Evelyne Driane (Head of Talent Management at Elia): "In essence, it boils down to letting employees acquire the right skills and mindset to successfully support this radical digital change. Flexibility and eagerness to learn are key concepts: anyone who starts working here must have a number of basic skills, but above all they must be capable of and willing to learn continuously, because a lot of expertise and skills that this company will need tomorrow or the day after tomorrow cannot be found on the market today."

Shanna Jacobs: "That is precisely why we are increasingly focusing on attitude when we recruit new employees: the agility and openness to learn largely determine a person's future potential."

How many new vacancies does Elia fill each year on average?

Shanna Jacobs: "We've already filled 93 this year, but a third of those were filled internally. By the end of this year, we will have more than 1,400 employees in Belgium."

Shanna Jacobs: "Lifelong learning primarily builds on the drive and motivation of employees themselves. We now know that employees who receive such a wide range of training are also happier and more motivated in their job. So yes, our wide range should also help to convince good candidates."

What does that mean in concrete terms? Are all employees required to complete a fixed number of hours of training each year, and which offerings can they choose from?

Evelyne Driane: "For the technical profiles, the minimum training path is more or less fixed, because they also regularly need new technical and safety training and must obtain certain certificates. We also encourage them and all our other employees to decide as much as possible for themselves which courses they would like to take for their own personal development. This involves both in-house training and external programmes, which they can suggest themselves. On average, every employee here takes 5 to 7 days of training every year."

With external training courses you can of course go in any direction.

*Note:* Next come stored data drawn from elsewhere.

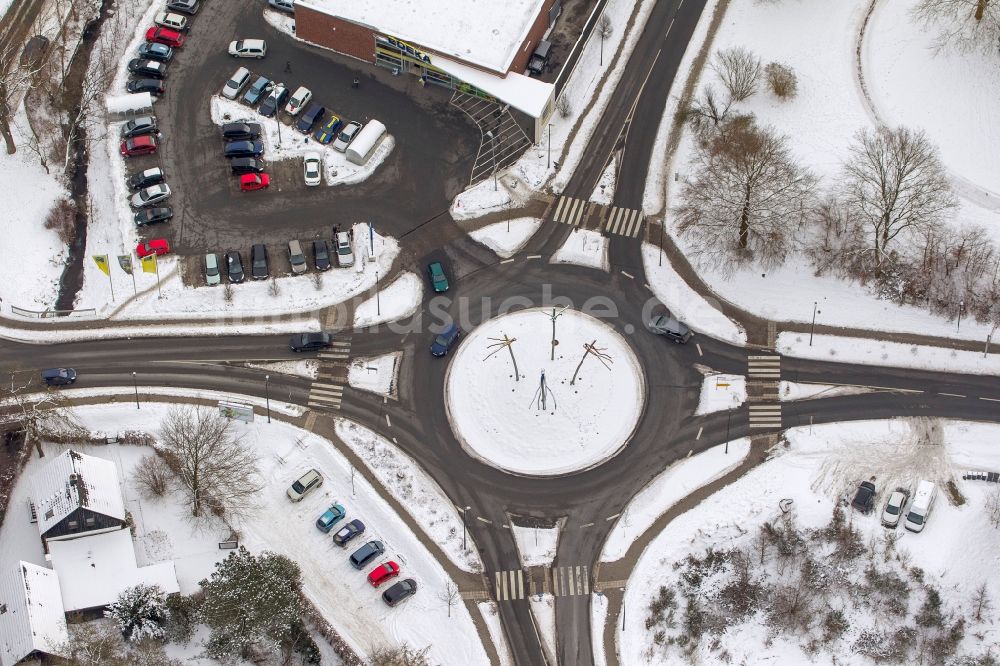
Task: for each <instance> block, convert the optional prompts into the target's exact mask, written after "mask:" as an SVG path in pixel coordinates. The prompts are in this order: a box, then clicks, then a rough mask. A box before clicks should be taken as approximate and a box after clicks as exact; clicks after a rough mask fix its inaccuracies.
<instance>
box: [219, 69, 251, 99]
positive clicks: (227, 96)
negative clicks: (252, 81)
mask: <svg viewBox="0 0 1000 666" xmlns="http://www.w3.org/2000/svg"><path fill="white" fill-rule="evenodd" d="M249 80H250V70H249V69H247V68H246V67H240V68H239V69H237V70H236V71H235V72H233V75H232V76H231V77H229V80H228V81H226V85H224V86H223V87H222V96H223V97H225V98H227V99H236V96H237V95H239V94H240V90H242V89H243V86H245V85H246V84H247V81H249Z"/></svg>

How do you keep things on track?

Shanna Jacobs: "We do check whether a given training course fits into someone's personal development plan. But we often notice that inspiration from outside can in the long term yield great added value. Sometimes such training can even have nothing whatsoever to do with the employee’s current position, but it is very valuable with a view to securing and performing a new job within the company."

What does the training on offer look like today?

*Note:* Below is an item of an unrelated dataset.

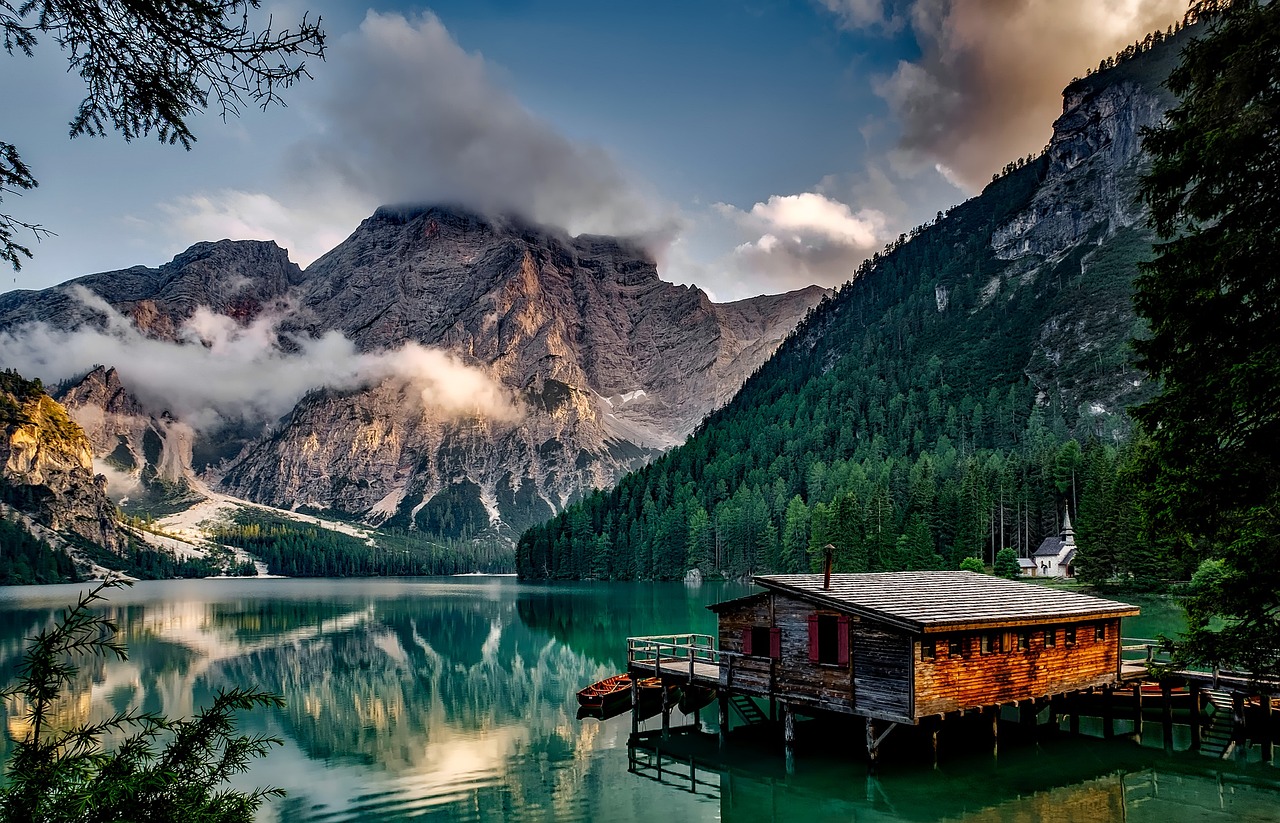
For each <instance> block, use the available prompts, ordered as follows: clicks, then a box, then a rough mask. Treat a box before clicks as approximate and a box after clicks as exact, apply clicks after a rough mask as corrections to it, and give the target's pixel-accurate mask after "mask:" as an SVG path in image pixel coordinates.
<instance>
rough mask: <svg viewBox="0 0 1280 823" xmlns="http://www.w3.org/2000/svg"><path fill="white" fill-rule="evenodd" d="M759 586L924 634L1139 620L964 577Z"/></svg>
mask: <svg viewBox="0 0 1280 823" xmlns="http://www.w3.org/2000/svg"><path fill="white" fill-rule="evenodd" d="M755 582H756V584H758V585H760V586H764V587H767V589H774V590H778V591H787V593H790V594H794V595H795V596H799V598H803V599H805V600H812V602H814V603H820V604H823V605H828V607H831V608H835V609H837V611H844V612H849V613H851V614H859V616H863V617H869V618H872V619H878V621H882V622H886V623H891V625H895V626H899V627H901V628H906V630H909V631H915V632H922V634H933V632H942V631H956V630H961V628H978V627H989V626H1025V625H1033V623H1041V625H1043V623H1052V622H1078V621H1085V619H1097V618H1102V617H1130V616H1134V614H1137V613H1138V607H1135V605H1129V604H1128V603H1117V602H1115V600H1103V599H1102V598H1094V596H1089V595H1085V594H1076V593H1074V591H1061V590H1057V589H1050V587H1046V586H1041V585H1036V584H1028V582H1019V581H1016V580H1005V579H1002V577H993V576H991V575H978V573H974V572H959V571H956V572H883V573H868V575H832V576H831V589H828V590H824V589H823V587H822V575H765V576H759V577H755Z"/></svg>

Evelyne Driane: "There are multiple channels, including our brand-new digital platform – the Elia Group Digital Academy – that we launched last summer. Obviously, we'd already had an extensive catalogue of training courses for some time, but via this online platform all our employees now have unlimited access to a huge range of online training courses. This includes training courses via LinkedIn and other external providers as well as e-books, podcasts and YouTube videos. Of course, our aim is not for employees to learn to play the piano via our digital academy (laughs), so we curated an extensive selection from the immense online offering. The starting point is those future skills that will help us to roll out our digital business strategy."

"This new platform is not only free and very user-friendly, it is also accessible to every employee any time day and night. In the office, at home or even during their free time if they want... Why not? People want to decide for themselves how and when they learn. Some would like to specialise further, while others are more likely to look for completely new areas of knowledge. We already have 1,500 topics available on the platform and the range will undoubtedly expand over time."

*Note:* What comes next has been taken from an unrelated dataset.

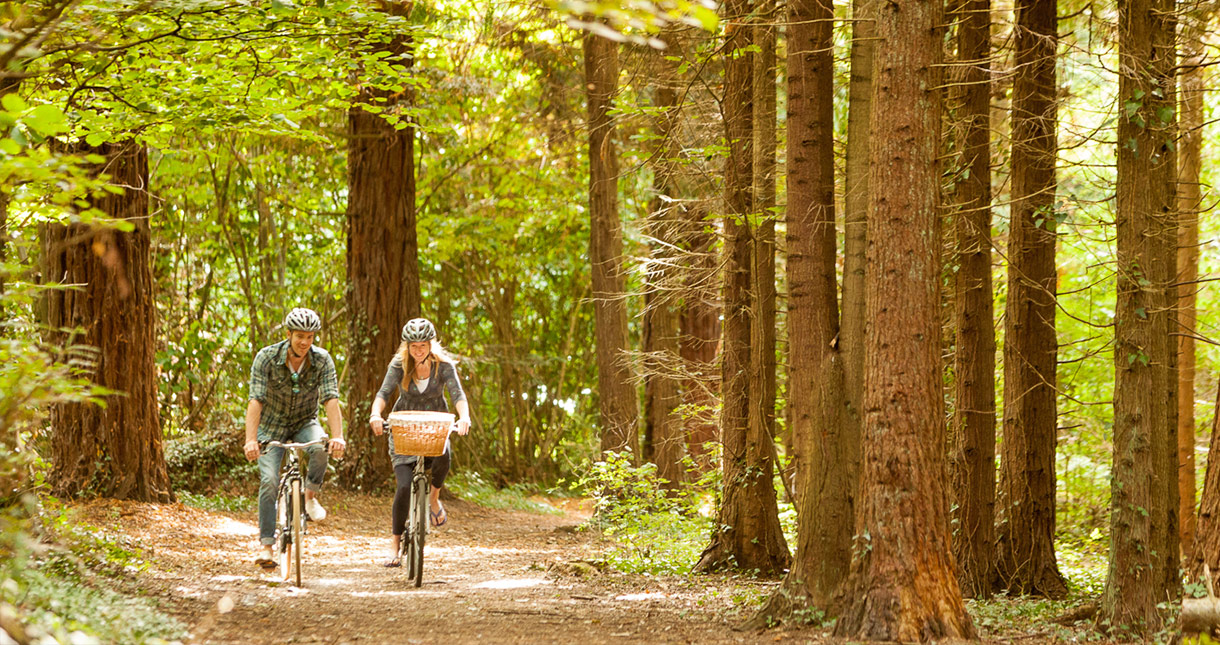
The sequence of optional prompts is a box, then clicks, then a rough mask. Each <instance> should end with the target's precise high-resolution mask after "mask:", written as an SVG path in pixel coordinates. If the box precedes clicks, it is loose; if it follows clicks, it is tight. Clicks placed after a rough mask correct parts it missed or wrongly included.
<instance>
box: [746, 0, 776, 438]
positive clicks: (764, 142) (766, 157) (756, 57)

Freedom and happiness: Is that the new success formula for encouraging lifelong learning?

Shanna Jacobs: "If you give people the opportunity to make their own choices, they are usually also more intrinsically motivated. There are of course the compulsory technical courses, but you mainly develop on the basis of your own interests and motivation. We are now responding to this in concrete terms, with a range that is as broad and accessible as possible – within predefined guidelines."

Evelyne Driane: "It is important that we explicitly position our new digital platform as a voluntary self-learning tool and are pleased that it has been so well received within Elia."

Nest – Elia's very own incubator

Earlier this year Elia launched the Nest project, a completely innovative and atypical learning concept that is all about trying something out and learning from the experience. "It's like an in-company mini-incubator," explains Shanna Jacobs, HR Selection & Recruitment Manager at Elia. "An employee or group of employees submits a proposal to develop something totally new from scratch, the aim being to find out whether there is future for it in the company. We then assess the proposals and put together a team that can work on it at least three days a week for about 12 weeks. This group feeling and the relatively short period of focus on the idea are essential to this kind of mini-incubator."

"We also provide the teams with their own space and, if necessary, an external testing environment to develop their proof of concept. If it's a bullseye, then we of course integrate the Nest project into our regular business afterwards." In fact, four Nest projects are ready to go. "That is the essence of learning at the workplace: thinking completely outside the box and then learning through experience. In fact, the path taken to implement the concept is almost as important as the idea itself."